Der Fristablauf beginnt jeweils mit dem Schluss des Jahres, in dem beispielsweise die letzte Eintragung in Geschäftsbücher gemacht, der Abschluss festgestellt, das Inventar aufgestellt oder Handels- und Geschäftsbriefe empfangen oder abgesandt worden sind. Die Aufbewahrungsvorschriften gelten für Kaufleute und alle die nach Steuer- oder anderen Gesetzen zur Führung von Büchern und Aufzeichnungen verpflichtet und soweit diese für die Besteuerung von Bedeutung sind. Folgende Aspekte sind zu beachten:

  • 2012 können Geschäftsunterlagen vernichtet werden, die 2001 oder früher erstellt wurden. Dies gilt etwa für Anlagevermögenskarteien, Kassenberichte, Jahresabschlüsse, Eröffnungsbilanzen, Lageberichte und Inventare, Buchungsbelege sowie Änderungs-nachweise und Arbeitsanweisungen der EDV-Buchführung.

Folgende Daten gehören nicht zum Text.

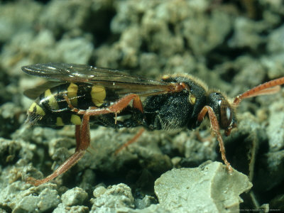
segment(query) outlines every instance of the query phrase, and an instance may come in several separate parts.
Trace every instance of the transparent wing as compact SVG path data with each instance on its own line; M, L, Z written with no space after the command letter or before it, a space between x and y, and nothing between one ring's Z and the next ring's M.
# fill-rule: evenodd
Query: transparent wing
M22 67L23 72L51 81L84 82L101 84L116 89L123 95L136 93L142 96L167 93L175 84L130 75L127 72L109 68L67 63L36 64Z

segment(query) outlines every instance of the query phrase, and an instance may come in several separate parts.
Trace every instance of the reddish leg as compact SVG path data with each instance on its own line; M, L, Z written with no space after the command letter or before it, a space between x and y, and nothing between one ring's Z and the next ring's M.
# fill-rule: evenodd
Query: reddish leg
M75 129L77 145L75 153L64 161L64 163L61 164L51 175L41 180L37 180L34 178L29 177L26 180L27 183L38 186L53 180L58 175L60 175L68 170L84 156L86 149L89 145L89 116L84 116L81 126L76 125Z
M89 107L87 110L80 110L75 108L70 102L70 99L65 96L65 99L68 104L72 111L77 112L78 114L82 114L83 119L81 126L77 125L75 127L75 137L76 137L76 151L74 154L69 157L60 167L58 167L51 175L45 178L37 180L33 178L28 178L26 180L27 183L33 184L35 186L40 185L43 183L47 182L58 175L60 175L68 170L71 167L75 165L79 160L80 160L84 155L87 148L89 146L89 116L96 116L103 114L109 113L119 113L124 109L129 104L131 100L133 100L133 106L138 106L139 110L143 110L142 104L139 106L141 103L140 98L137 94L131 94L121 98L116 103L109 107L97 108ZM135 102L135 104L134 104Z
M119 148L118 148L115 153L114 155L116 155L121 150L124 148L126 148L129 146L130 144L133 143L135 141L137 141L138 138L142 135L142 133L144 132L145 129L142 128L141 129L139 130L139 131L131 139L130 139L129 141L123 144Z
M224 163L226 164L226 168L229 170L229 172L232 173L233 168L231 168L230 163L226 160L225 146L224 146L223 138L220 133L220 128L219 126L218 120L217 118L216 117L215 114L214 113L213 109L209 106L205 106L204 107L203 107L203 109L201 110L200 113L198 115L197 121L199 122L202 122L207 112L210 120L212 130L214 133L219 141L219 146L220 147L222 158Z

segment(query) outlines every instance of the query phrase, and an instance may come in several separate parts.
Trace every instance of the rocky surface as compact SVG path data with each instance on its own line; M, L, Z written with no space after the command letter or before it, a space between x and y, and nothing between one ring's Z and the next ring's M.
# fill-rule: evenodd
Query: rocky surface
M234 97L284 76L283 16L269 0L0 1L0 212L284 210L283 90L238 107L238 128L224 136L232 175L209 122L146 131L118 155L139 129L93 126L85 156L33 187L27 177L45 177L74 152L74 127L24 124L32 100L23 92L43 80L21 70L60 62L153 79L186 73Z

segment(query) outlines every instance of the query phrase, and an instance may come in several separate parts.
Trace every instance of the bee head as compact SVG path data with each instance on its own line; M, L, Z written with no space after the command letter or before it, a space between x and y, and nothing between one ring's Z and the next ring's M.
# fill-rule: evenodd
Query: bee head
M208 96L208 105L213 109L221 129L229 136L231 130L236 126L235 109L222 93L212 92Z

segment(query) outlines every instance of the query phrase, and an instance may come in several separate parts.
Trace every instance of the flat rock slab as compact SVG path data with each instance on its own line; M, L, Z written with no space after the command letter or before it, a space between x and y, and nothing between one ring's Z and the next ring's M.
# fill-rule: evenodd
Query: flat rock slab
M155 182L160 205L175 212L237 212L239 195L252 187L245 175L229 174L219 162L197 168L173 169Z

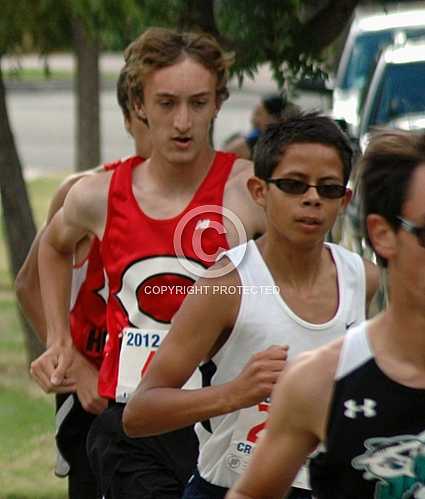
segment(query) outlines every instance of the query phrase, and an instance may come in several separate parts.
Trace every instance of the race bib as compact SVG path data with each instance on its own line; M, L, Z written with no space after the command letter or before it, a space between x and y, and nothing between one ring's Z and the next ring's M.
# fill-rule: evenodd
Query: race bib
M253 407L239 411L230 447L227 449L225 462L229 470L242 473L248 466L258 438L264 432L270 399Z
M167 335L167 329L139 329L126 327L122 331L118 383L115 400L127 403L146 373L159 346ZM199 369L193 373L183 388L201 388L202 379Z
M269 408L270 398L268 397L256 406L239 411L232 442L225 456L225 463L229 470L241 474L247 468L258 439L266 431ZM292 485L301 489L310 489L306 464L300 469Z

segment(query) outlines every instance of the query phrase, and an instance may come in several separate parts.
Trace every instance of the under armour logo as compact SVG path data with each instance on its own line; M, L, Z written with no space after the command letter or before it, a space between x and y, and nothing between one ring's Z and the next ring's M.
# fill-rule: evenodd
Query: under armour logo
M363 399L363 405L357 404L355 400L350 399L344 402L344 406L344 416L347 416L347 418L355 419L357 414L362 413L366 418L373 418L376 416L376 402L372 399Z
M203 229L208 229L208 227L211 224L211 220L208 220L208 218L205 218L204 220L198 220L196 223L195 230L203 230Z

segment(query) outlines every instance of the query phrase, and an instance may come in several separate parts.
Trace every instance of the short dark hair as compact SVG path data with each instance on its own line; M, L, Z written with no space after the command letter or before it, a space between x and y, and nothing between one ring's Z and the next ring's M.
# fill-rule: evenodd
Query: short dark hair
M368 215L382 216L397 231L400 227L397 217L403 210L411 178L423 163L425 133L381 129L371 135L359 168L364 231L372 249L366 228ZM378 254L377 259L387 266L387 261Z
M294 111L267 127L255 147L255 175L264 180L270 178L288 147L300 143L324 144L335 148L342 161L344 184L347 184L353 156L350 141L331 118L317 112Z

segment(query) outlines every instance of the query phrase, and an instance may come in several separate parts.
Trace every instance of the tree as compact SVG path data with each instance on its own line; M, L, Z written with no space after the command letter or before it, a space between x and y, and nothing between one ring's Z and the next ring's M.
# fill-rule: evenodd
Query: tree
M28 48L47 54L52 49L76 47L81 62L76 85L81 96L78 143L88 144L82 146L81 151L85 152L79 154L78 164L88 167L99 162L98 54L102 47L113 43L115 48L123 49L143 29L153 25L204 30L235 52L234 71L240 78L252 76L260 64L268 62L280 85L291 84L303 74L322 73L322 51L344 29L357 3L358 0L15 0L2 3L0 61L6 53ZM90 92L83 95L87 89ZM35 225L10 127L1 71L0 187L11 269L16 275L35 235ZM31 360L39 347L27 325L24 331Z
M18 3L18 5L17 5ZM0 63L8 49L22 43L29 24L15 10L25 2L6 2L0 18ZM35 223L22 175L22 166L10 127L6 92L0 65L0 195L5 239L12 273L16 276L35 236ZM20 314L28 358L41 352L41 345L28 322Z
M278 84L322 75L323 51L344 30L359 0L145 0L144 27L198 29L236 55L233 71L253 76L269 63ZM159 5L160 4L160 5Z

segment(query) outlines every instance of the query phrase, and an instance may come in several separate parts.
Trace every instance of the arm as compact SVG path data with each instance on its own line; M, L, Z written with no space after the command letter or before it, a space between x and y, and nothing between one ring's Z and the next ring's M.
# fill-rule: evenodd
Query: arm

  • 2005 oder früher erstellte Lohnkonten, Handels- oder Geschäftsbriefe und sonstige für die Besteuerung bedeutsame Belege wie Ein- und Ausfuhrlieferunterlagen, Stundenlohnzettel, Preisauszeichnungen, Mahnvorgänge sowie Grund- und Handelsregisterauszüge können ebenfalls nach dem Jahreswechsel vernichtet werden. Betriebsinterne Aufzeichnungen wie Kalender oder Fahrberichte sind nicht aufbewahrungspflichtig, Lohnunterlagen für die Sozialversicherung hingegen bis zum Ablauf des auf die letzte Prüfung folgenden Jahres.
  • Empfänger von Bau- und sonstigen Leistungen im Zusammenhang mit einem Grundstück sind verpflichtet, Rechnungen, Zahlungsbelege, Bauverträge oder Abnahmeprotokolle zwei Jahre lang in lesbarer Form aufzubewahren. Der Zeitraum beginnt mit dem Schluss des Jahres in dem die Rechnung ausgestellt wurde und nicht bereits mit Erbringung der Leistung.
  • Die Aufbewahrungspflicht bei den privaten Überschusseinkünften (Einkünfte aus nicht-selbstständiger Arbeit, Einkünfte aus Kapitalvermögen, Einkünfte aus Vermietung und Verpachtung und sonstige Einkünfte) beträgt sechs Jahre und ist nur in den Fällen zu beachten, wenn die Summe der positiven Einkünften EUR 500.000 übersteigt. Bei Eheleuten gilt dieser Betrag für jeden getrennt.

Hinweis: Vor der Entsorgung ist jedoch in jedem Fall zu beachten, dass die Aufbewahrungsfrist nicht abläuft soweit und solange die Unterlagen für noch nicht verjährte Steuerfestsetzungen von Bedeutung sind. Das gilt etwa dann, wenn die Unterlagen noch für eine begonnene Außenprüfung, für eine vorläufige Steuerfestsetzung, für anhängige steuerstraf- oder bußgeldrechtliche Ermittlungen, für ein schwebendes oder auf Grund einer Außenprüfung zu erwartendes Rechtsbehelfverfahren oder zur Begründung von Anträgen, die an das Finanzamt gerichtet sind, benötigt werden könnten.